Marlene saw it happening before her eyes. She battled against the flames closing in on her friends. Her family. Her.
Seventeen-year-olds were not meant to fight a war. Seventeen-year-olds were supposed to go out with their friends and get drunk on bad firewhiskey. They were supposed to stumble into cheap apartments at one in the morning only to exit after mere hours to be slightly late to their minimum wage, entry-level jobs. And yet, here she was, fresh out of school and already covered with battle scars.
And all she wanted to do was escape. To find a quiet place by herself to lie down and rest, away from the noise and the crowds. But how could she, when her friends were getting married and her siblings were growing up? How could she, when people were dying and children were disappearing and everything was burning?
So she wiped the soot off her face, coughed up the smoke still in her lungs, and kept going. She fought and she laughed and she screamed and she cried and she smiled and her heart swelled and broke with each beautiful, painful day. Days bled into weeks and weeks bled into months, and then suddenly she was twenty and how could she be this young but feel so old?

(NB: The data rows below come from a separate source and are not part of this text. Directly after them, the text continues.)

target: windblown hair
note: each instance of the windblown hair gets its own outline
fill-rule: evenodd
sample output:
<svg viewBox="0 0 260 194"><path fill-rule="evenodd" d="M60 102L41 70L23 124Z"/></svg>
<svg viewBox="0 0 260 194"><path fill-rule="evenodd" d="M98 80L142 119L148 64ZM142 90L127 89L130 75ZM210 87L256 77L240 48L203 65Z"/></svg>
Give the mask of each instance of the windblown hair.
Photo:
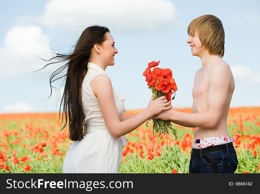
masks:
<svg viewBox="0 0 260 194"><path fill-rule="evenodd" d="M195 18L188 27L188 33L197 32L202 46L211 54L224 56L225 33L222 22L212 15L204 15Z"/></svg>
<svg viewBox="0 0 260 194"><path fill-rule="evenodd" d="M84 137L86 124L83 125L85 118L82 106L82 87L87 71L87 64L91 49L95 44L102 44L106 39L107 32L110 32L108 29L101 26L93 25L87 28L82 33L72 53L54 53L53 57L46 61L55 61L48 63L40 69L51 64L66 62L51 76L51 95L49 98L52 92L52 83L64 77L66 81L59 115L60 119L61 109L63 104L62 123L64 124L61 130L65 128L68 122L69 138L73 141L80 140ZM65 72L65 75L60 75ZM59 77L54 79L57 76Z"/></svg>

The letter came on a Thursday. It had rained all morning, and a slight chill still hung in the air as she slid the window pane up to allow the owl entrance. She opened the envelope with shaking hands, swallowing hard as she slid the paper out. Owls rarely brought good news these days, and she felt her heart pound against her ribcage in fear as she scanned the letter.
Marlene-
It’s Maxx
Come as fast as you can
-Mel
The paper hadn’t even hit the floor before she was gone, disappearing into thin air with a turn of her head, only to reappear in a completely new location. The room must have been beautiful at one time, but now it held only dust and the feeling of having seen too much. But she didn’t take notice of any of it, just ran through the dark halls of her childhood home as her mind spun and her stomach dropped. She felt the fire surround her, making her eyes burn and her feet move faster and faster. Squeezing her eyes shut, she continued her sprint through the house, poking her head in doorways and willing the flames to disappear because no no no he can’t and not him not him not him.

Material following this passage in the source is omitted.